Electric vehicle owners demand the highest levels of customer service. Allowing for easy ratings of their experience and collecting feedback will ensure e-Mobility providers can meet those standards.
6. Energy management optimization
The EV charging industry as a whole is developing a variety of ways to manage the excess demand on the grid that will come with increasing adoption of electric vehicles. Two avenues they are exploring are smart energy management and vehicle to grid (V2G) charging.
Smart energy management optimization requires finding a balance within the grid among the regular demand for power, the volume of electric vehicles being charged during various hours of the day and night, and the locations of charging stations. Smart energy management also takes into account how to optimize pricing based on customer type, business rules, plans encouraging smart charging during non-peak hours, and penalties for overtaxing the grid.
Vehicle-to-grid (V2G) charging is another avenue being explored, where the batteries from the EVs are used to feed the grid during peak hours, with the vehicles being recharged during non-peak hours. V2G simultaneously lowers grid operating costs while minimizing the need for capital expenditures. V2G allows EVs to charge during the day from renewable energy sources, such as solar, and then feed that power back to the grid during the evening.

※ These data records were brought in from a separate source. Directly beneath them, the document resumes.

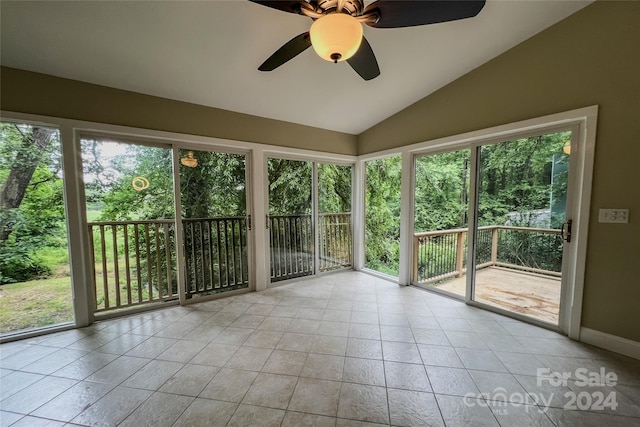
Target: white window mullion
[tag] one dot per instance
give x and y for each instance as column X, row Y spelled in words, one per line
column 78, row 238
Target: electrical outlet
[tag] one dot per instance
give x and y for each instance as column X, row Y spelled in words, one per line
column 620, row 216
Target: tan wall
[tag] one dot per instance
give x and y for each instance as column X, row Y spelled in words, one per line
column 592, row 57
column 34, row 93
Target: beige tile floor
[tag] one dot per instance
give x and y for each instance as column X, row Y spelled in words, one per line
column 344, row 349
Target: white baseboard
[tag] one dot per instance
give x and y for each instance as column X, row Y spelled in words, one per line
column 610, row 342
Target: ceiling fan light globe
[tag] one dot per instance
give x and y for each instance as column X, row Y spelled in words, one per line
column 336, row 35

V2G is already being tested in Denmark through cooperation with Nissan. Nissan has also implemented V2G much closer to home by allowing EV drivers to discharge power from their EVs to pay for parking in its Nissan Pavilion exhibition space. The Johan Cruijff Arena in Amsterdam has two-way charging stations that not only power the stadium during the games but are also timed so that the vehicles are recharged and ready to return home at the end of the game.
V2G power can be redirected further, with fleet vehicles providing power to the corporate site, reducing the need for grid power altogether. V2G does require compliance with ISO 15118, an international standard defining the V2G communication interface for bidirectional charging and discharging of electric vehicles.
Over time, e-Mobility operators and service providers, driven by public demand and governmental legislation, will embrace these trends. As the industry continues to adopt the changes to come, they, the public, the environment, and governments all stand to gain.